The I-594 session may be viewed here. The I-591 session can be watched here. Examiner readers may reach their own conclusions.

Meanwhile, the Chicago Tribune tells the story of military veteran Michael Thomas, whose application for a carry license was denied by “a special review board” for apparently no reason. Thomas has no criminal record and he passed a background check. He is among some 800 people whose applications have been denied, apparently arbitrarily.

The story says the Illinois State Police won’t explain why, will not allow Thomas to see what led to the decision and will not open its records without a court order. Obtaining a court order costs money, as do background checks for mere “transfers” (i.e. loans) of firearms to friends for hunting, target shooting or personal protection.

The process in both states appears to be one of financially beating people down. Ultimately, if one subscribes to this theory, people will succumb to financial limitations that turn their civil right into a heavily-regulated privilege.

What is disturbing about the two situations 2,000 miles apart is that in Washington, the Times is claiming background checks will guarantee that only the right people can have guns. In Illinois, just the opposite is proving true. The “reasonable” law is being used to essentially discourage gun ownership.

Says the Times: “The goal is simple: Protect Washington residents from those the law and sad experiences have demonstrated should not have access to firearms — those with felony convictions, sex offenders, domestic abusers and those with serious mental illnesses.

“These prohibited buyers are already screened at one level of transaction: gun shops,” the Times notes. “I-594 simply makes a logical extension of background checks to other public and private settings that now evade scrutiny.

“Indeed, “ the editorial continues, “those venues are exploited by gun buyers who know they could not pass a routine check, so they go where their records will not be checked.”

In these three paragraphs, the Times editorial demonstrates what gun rights activists suggest is the nonsense that pervades this decision. While insisting that the invasive so-called “universal background checks” at the center of I-594 will keep guns out of the wrong hands, the editorial admits criminals get guns from sources that bypass such checks.

There is a subtle attempt to bring up the mythical "gun show loophole." During the editorial board sessions, I-594 opponents clearly explained that gun shows are not the arms bazaars for criminals that gun prohibitionists claim.

Passing another law will not inspire the criminal element to suddenly become model citizens. Anyone who believes otherwise is delusional, gun rights activists contend.

Back in Illinois, the Tribune says several lawsuits are in the works over the permitting process. People with clean records, as Michael Thomas evidently has, should not be denied the basic right of self-defense outside the home, which the Illinois process allegedly has done.
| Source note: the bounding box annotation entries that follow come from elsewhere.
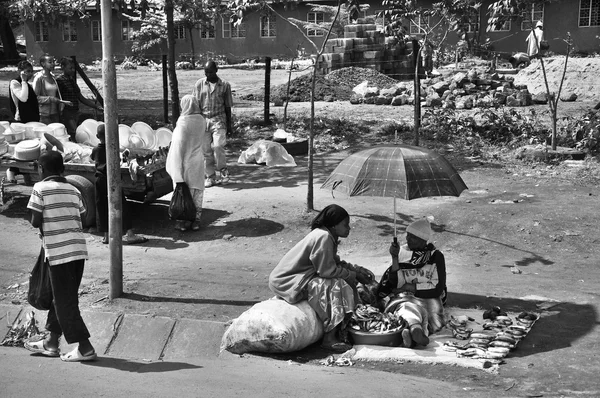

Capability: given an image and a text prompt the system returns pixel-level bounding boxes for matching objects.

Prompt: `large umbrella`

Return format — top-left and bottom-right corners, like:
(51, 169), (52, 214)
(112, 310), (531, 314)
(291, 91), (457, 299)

(321, 145), (468, 237)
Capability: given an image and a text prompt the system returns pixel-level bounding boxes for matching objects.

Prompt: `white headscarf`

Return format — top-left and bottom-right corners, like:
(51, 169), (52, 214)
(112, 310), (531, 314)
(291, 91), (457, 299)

(166, 95), (206, 190)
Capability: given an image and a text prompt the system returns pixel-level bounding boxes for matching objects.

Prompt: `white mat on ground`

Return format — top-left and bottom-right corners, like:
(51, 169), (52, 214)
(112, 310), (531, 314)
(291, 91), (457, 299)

(352, 308), (519, 369)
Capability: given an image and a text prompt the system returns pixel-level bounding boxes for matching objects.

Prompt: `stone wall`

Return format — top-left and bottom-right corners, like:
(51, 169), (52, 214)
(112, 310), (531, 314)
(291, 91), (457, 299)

(317, 19), (414, 80)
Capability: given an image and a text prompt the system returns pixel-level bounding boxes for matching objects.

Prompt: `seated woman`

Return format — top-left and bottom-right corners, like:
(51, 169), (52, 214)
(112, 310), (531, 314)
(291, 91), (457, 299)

(269, 204), (374, 352)
(378, 219), (447, 347)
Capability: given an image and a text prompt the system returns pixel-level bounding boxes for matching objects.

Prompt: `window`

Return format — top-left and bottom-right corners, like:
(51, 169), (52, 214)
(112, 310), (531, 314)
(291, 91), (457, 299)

(121, 20), (133, 41)
(579, 0), (600, 26)
(521, 4), (544, 30)
(223, 17), (246, 39)
(410, 15), (429, 35)
(175, 25), (186, 39)
(92, 21), (102, 41)
(62, 21), (77, 41)
(35, 21), (48, 41)
(459, 12), (479, 33)
(306, 12), (325, 37)
(200, 21), (215, 39)
(260, 14), (277, 37)
(490, 21), (511, 32)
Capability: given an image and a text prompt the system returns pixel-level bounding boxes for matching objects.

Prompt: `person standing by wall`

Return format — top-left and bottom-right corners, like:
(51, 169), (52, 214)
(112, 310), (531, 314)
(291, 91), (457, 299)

(9, 61), (40, 123)
(33, 54), (73, 124)
(192, 61), (233, 188)
(56, 57), (102, 142)
(24, 151), (96, 362)
(525, 21), (544, 58)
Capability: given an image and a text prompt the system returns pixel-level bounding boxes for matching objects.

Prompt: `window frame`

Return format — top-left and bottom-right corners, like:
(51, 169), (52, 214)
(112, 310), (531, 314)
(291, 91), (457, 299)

(577, 0), (600, 28)
(173, 24), (187, 40)
(460, 12), (481, 33)
(60, 21), (77, 43)
(198, 21), (217, 40)
(258, 14), (277, 39)
(306, 11), (325, 37)
(521, 4), (545, 31)
(121, 19), (133, 41)
(490, 21), (512, 33)
(90, 19), (102, 43)
(33, 21), (50, 43)
(408, 15), (429, 36)
(221, 18), (246, 39)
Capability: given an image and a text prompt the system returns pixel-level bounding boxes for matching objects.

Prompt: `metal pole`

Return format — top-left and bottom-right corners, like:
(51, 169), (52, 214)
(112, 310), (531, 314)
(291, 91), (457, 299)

(265, 57), (271, 125)
(101, 0), (123, 299)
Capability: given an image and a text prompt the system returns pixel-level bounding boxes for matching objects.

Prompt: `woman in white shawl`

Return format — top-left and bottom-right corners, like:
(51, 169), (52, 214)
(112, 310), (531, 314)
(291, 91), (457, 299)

(525, 21), (544, 58)
(167, 95), (206, 231)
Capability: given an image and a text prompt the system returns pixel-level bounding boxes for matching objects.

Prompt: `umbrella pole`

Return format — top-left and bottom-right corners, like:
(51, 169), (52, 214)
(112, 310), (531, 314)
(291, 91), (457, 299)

(394, 196), (398, 242)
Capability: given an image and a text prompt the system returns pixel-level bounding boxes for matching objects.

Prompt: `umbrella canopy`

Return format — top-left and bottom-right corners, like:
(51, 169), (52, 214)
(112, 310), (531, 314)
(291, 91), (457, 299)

(321, 145), (468, 200)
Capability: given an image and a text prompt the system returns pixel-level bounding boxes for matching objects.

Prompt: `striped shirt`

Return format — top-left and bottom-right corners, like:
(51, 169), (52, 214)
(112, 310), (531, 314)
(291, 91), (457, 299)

(192, 78), (233, 124)
(27, 178), (88, 265)
(56, 74), (81, 111)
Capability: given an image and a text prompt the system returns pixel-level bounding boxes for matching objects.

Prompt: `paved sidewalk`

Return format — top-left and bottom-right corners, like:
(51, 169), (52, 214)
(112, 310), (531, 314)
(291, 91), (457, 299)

(0, 305), (226, 361)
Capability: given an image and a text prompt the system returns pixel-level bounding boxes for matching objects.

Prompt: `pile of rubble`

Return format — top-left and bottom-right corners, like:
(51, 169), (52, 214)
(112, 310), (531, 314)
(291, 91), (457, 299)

(350, 68), (577, 109)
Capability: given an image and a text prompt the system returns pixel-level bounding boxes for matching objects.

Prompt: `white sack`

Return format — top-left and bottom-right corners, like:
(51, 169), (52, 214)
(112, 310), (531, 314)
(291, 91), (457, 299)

(221, 298), (323, 354)
(238, 140), (296, 166)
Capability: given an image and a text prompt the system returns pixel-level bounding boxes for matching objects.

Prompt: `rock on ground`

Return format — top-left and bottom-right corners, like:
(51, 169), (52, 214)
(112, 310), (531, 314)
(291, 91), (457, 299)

(514, 56), (600, 101)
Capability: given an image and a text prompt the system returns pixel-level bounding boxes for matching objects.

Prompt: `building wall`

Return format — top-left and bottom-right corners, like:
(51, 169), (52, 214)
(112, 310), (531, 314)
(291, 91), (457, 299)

(472, 0), (600, 54)
(24, 11), (139, 65)
(24, 0), (600, 64)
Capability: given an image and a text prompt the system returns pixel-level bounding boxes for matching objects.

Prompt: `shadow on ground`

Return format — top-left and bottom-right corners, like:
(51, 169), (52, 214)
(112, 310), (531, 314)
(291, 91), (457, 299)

(83, 357), (203, 373)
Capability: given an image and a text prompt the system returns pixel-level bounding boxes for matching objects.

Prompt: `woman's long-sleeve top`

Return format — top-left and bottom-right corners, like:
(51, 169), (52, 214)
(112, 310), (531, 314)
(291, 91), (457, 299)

(269, 228), (356, 304)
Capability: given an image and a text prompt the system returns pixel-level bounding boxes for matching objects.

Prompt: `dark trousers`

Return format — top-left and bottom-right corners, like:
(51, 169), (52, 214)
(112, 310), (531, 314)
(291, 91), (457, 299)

(46, 260), (90, 344)
(95, 176), (132, 233)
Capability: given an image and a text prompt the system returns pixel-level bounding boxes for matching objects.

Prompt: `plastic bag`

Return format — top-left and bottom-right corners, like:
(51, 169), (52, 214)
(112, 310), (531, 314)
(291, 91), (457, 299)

(221, 298), (323, 354)
(27, 246), (53, 311)
(238, 140), (296, 166)
(169, 182), (196, 221)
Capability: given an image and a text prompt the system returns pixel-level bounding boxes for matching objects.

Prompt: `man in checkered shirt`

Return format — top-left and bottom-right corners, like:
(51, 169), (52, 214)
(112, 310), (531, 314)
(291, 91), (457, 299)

(192, 61), (233, 188)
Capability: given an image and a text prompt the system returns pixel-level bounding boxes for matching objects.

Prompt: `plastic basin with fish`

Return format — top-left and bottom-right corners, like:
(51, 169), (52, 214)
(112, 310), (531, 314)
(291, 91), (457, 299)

(348, 328), (402, 347)
(131, 122), (156, 149)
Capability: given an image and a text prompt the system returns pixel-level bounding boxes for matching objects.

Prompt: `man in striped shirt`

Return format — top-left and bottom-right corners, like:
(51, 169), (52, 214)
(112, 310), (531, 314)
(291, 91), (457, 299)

(192, 61), (233, 188)
(25, 151), (96, 362)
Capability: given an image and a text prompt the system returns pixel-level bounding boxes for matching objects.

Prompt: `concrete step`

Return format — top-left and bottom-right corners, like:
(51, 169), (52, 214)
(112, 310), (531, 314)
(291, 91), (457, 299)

(0, 305), (226, 361)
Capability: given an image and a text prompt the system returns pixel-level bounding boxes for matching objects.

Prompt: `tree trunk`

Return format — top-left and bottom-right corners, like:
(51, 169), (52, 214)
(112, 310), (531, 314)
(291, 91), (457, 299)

(0, 10), (21, 64)
(165, 0), (179, 121)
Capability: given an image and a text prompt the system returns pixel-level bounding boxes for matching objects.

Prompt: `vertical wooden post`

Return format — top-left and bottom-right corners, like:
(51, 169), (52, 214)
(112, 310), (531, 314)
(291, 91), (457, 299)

(265, 57), (271, 125)
(162, 54), (169, 123)
(413, 39), (421, 146)
(101, 0), (123, 299)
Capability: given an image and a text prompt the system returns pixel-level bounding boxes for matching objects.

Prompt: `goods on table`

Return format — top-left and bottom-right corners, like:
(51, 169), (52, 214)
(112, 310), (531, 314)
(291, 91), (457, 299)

(14, 140), (40, 161)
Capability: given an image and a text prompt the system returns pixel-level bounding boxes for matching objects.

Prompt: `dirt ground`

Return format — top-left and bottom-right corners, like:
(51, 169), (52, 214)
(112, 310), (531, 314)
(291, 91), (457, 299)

(0, 60), (600, 397)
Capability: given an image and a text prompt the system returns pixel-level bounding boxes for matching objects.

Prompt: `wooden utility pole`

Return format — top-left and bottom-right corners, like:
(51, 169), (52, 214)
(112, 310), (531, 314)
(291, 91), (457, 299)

(162, 54), (169, 124)
(101, 0), (123, 299)
(264, 57), (271, 126)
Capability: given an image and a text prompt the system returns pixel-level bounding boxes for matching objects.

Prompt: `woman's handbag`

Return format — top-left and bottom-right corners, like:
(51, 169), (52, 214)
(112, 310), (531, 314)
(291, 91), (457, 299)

(27, 246), (53, 311)
(169, 182), (196, 221)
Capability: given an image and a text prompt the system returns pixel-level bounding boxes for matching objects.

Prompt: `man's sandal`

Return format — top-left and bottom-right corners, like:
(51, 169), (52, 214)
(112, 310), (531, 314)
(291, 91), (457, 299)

(23, 340), (60, 357)
(60, 347), (97, 362)
(321, 342), (352, 352)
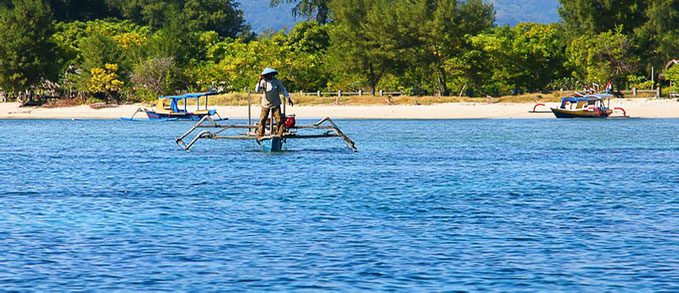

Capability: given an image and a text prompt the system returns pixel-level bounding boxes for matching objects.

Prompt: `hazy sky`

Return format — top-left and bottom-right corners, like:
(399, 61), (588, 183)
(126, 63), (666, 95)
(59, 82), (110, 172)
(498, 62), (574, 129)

(237, 0), (559, 33)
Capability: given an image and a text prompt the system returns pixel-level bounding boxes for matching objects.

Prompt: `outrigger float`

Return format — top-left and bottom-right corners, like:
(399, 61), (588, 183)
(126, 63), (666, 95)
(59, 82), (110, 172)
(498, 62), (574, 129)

(120, 92), (228, 121)
(529, 93), (631, 119)
(175, 94), (358, 152)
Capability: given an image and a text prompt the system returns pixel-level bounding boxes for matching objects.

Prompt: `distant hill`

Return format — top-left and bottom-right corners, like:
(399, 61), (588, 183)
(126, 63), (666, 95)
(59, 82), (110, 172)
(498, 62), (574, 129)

(238, 0), (560, 33)
(492, 0), (561, 25)
(236, 0), (304, 33)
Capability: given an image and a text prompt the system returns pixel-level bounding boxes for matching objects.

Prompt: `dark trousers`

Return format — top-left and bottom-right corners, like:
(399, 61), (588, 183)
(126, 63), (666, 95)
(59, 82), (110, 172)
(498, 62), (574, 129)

(259, 107), (285, 137)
Rights-minded Seattle Times readers are already ripping the endorsement. In the firearms community, another question has arisen, and that concerns bias. It has not yet been widely reported, outside the confines of this column, that two major statewide law enforcement organizations oppose I-594 and support I-591.
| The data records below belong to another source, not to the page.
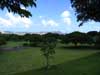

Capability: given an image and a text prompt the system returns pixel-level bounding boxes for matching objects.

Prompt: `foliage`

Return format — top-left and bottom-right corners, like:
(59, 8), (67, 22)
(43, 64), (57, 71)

(41, 37), (56, 69)
(0, 0), (36, 17)
(0, 38), (7, 46)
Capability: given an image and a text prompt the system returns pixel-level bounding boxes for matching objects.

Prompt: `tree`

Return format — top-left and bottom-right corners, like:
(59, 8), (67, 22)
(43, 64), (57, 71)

(41, 37), (56, 69)
(71, 0), (100, 26)
(0, 0), (36, 17)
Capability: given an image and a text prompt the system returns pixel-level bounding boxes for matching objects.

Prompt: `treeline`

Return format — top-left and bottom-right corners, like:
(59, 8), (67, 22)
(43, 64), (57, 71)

(0, 31), (100, 47)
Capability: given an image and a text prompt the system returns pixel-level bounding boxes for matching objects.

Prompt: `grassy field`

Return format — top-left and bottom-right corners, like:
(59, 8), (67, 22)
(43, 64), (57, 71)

(0, 43), (100, 75)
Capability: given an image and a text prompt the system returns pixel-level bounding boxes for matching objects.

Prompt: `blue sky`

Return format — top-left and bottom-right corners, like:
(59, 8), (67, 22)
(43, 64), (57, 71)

(0, 0), (100, 33)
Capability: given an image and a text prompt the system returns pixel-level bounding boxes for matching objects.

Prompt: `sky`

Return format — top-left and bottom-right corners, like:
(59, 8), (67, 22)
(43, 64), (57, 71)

(0, 0), (100, 33)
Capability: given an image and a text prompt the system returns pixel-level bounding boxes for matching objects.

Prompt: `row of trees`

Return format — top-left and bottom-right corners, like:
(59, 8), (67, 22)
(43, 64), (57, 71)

(0, 31), (100, 47)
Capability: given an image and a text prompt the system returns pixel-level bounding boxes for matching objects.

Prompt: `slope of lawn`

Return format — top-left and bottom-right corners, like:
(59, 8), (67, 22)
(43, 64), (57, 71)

(0, 42), (100, 75)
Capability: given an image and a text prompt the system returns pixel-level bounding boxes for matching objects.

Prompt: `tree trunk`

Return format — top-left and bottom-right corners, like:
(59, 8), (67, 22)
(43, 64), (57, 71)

(46, 56), (49, 69)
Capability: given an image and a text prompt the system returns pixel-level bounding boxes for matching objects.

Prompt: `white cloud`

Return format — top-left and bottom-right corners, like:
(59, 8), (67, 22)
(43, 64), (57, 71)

(0, 12), (32, 28)
(41, 19), (58, 27)
(63, 17), (71, 25)
(61, 10), (72, 25)
(61, 10), (70, 17)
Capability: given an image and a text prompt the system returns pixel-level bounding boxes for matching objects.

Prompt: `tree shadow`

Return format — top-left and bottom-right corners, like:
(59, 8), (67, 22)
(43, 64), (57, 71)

(59, 46), (100, 50)
(15, 53), (100, 75)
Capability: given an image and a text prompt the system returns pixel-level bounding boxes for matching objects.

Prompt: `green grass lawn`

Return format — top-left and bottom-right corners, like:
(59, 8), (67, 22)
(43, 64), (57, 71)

(0, 42), (100, 75)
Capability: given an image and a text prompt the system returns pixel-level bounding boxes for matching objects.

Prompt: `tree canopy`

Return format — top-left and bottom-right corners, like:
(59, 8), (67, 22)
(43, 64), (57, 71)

(71, 0), (100, 26)
(0, 0), (36, 17)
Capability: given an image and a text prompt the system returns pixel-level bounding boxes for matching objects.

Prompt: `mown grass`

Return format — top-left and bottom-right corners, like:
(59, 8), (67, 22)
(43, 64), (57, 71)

(0, 41), (100, 75)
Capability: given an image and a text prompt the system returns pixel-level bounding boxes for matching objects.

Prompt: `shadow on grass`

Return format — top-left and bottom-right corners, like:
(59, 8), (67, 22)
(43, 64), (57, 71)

(15, 53), (100, 75)
(59, 46), (100, 50)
Neither has it been widely reported that I-594 proponents enjoy a hideous financial advantage over the grassroots gun owners their initiative targets, while they still beg for money claiming that the “gun lobby” will spend a fortune to defeat their measure. The other day Michael Bloomberg’s $50 million “Everytown” gun control lobbying group jumped in, presumably to conduct an “independent” campaign to push I-594 and demonize I-591.

It is said money cannot buy happiness. It just might buy a lot of misery, however, for law-abiding gun owners whose only crime is that they are law-abiding gun owners.

Illinois and Washington might be test tube situations. If Illinois authorities can arbitrarily get away with denying someone’s carry application in secret, and if billionaires can buy an election in Washington based on contradictory logic, those ideas will spread.